Makar Sankranti is one of the major harvest festival celebrated in various parts of India. Rice being a staple food for majority of us Indians, the rice harvesting season is very important, and is a time for celebration. In India, this festival has many names like Makar Shankranti, Bihu, Maghi, Pongal etc depending on the region where it is celebrated.
In West Bengal, Sankranti, also known as Poush Sankranti named after the Bengali month 'Poush' in which it falls, is celebrated as a harvest festival Poush Parbon( on 14 January on the English calendar). Poush sankranti is special as during this time every Bengali household would prepare special sweets called 'Pithe' made from rice and date palm jaggery(khejur gur).
There are various types of Pithe, some are steamed and some are fried. Pithe,can be both sweet or savory. And some need special earthenware to prepare them. The major ingredients are always rice flour, coconut, milk, date palm jaggery.

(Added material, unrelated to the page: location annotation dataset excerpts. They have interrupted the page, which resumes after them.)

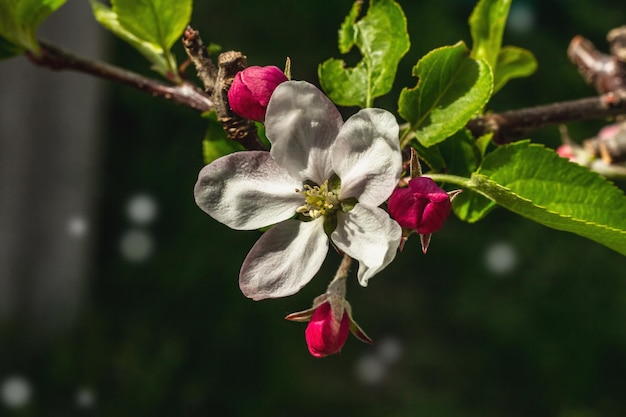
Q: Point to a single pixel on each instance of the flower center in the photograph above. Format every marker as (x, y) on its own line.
(319, 200)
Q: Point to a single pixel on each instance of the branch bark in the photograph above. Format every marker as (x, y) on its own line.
(185, 94)
(515, 124)
(506, 126)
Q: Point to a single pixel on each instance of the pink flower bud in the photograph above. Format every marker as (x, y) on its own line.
(422, 206)
(251, 91)
(326, 333)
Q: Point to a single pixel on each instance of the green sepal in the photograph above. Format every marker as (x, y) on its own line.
(216, 143)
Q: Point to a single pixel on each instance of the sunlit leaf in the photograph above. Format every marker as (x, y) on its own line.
(160, 22)
(513, 62)
(381, 37)
(487, 23)
(535, 182)
(108, 18)
(19, 20)
(452, 87)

I have grown up seeing my mother and aunts preparing for this auspicious day. It used to start with cleaning and drying the rice and sending the rice to the grinder to make the rice flour. My father used to buy the best possible date palm jaggery from the market. I still recall the aroma of those earthen pot filled with liquid jaggery.
|Jaggery in earthen pot|
Patisapta is very popular and loved by all. Patisapta has a crepe like covering stuffed with a sweet stuffing of coconut, jaggery and solidified milk.
Thinks needed to make Patisapta:
For the crepe:
- Milk: 2 cups
- Semolina/Suji: 3/4 cup
- All purpose flour: 1 cup
- Rice flour: 1/4 cup
- Sugar/Date palm jaggery: 2-3 tbsp
For the stuffing:
- Mawa/solidified milk: 1 cup
- Coconut(grated): 3/4 cup
- Date palm jaggery/sugar: 1/2 cup-3/4 cup
- Milk: 4-5 tbsp
- Ghee: To fry
- Dry fruits: To garnish
Steps of making Patisapta:
1. Mix all the ingredients for the crepe and whisk well to mix the flour properly. Cover and keep aside. I generally eye ball the ingredients, here I tried my best to give a measurement, the batter would be like a dosa-batter. Use lukewarm milk to make the batter for better result. I can share a tip from my mother, if the batter tend to stick to the pan while cooking, add more flour to the batter.
2. For the stuffing, take a pan and add grated mawa and coconut and cook over low-medium heat. Add milk gradually. As the mawa melts add date palm jaggery. The amount of jaggery depends on how sweet you want the stuffing to be. If you do not get date palm jaggery, then use sugar. Cook till all the ingredients are well blended and becomes almost dry. But it should not be very dry. If you take some of the stuffing you will be able to make balls but it will be sticky. Keep the stuffing warm.
3. Take a flat pan (better a non stick pan), brush the pan with ghee.I remember my mother used to use the head of an eggplant to spread the ghee on the cast iron tawa, while making the crepes for patisapta. Keep the pan over low medium heat and put ladle full of batter on the pan. Rotate the pan to spread the batter. Cook over medium heat for 2-3 min. Take a teaspoon of ghee and put around the crepe. The edges will start to come off the pan. Put some stuffing on one side of the crepe and start roll the crepe. Brush ghee on the crepe and fry. Some like the patisapta to be white, in that case do not fry too much and keep the heat to low while cooking. But I love the brown color so I cook till it turns nice brown.
4. You can make some kheer/reduced milk and serve the parisapta with the kheer. To make kheer, take evaporated milk in a non stick pan and keep cooking over medium flame. Keep stirring till desired thickness. Add sugar as per taste. Arrange the patisapta on the serving plate, topped with kheer and dry fruits.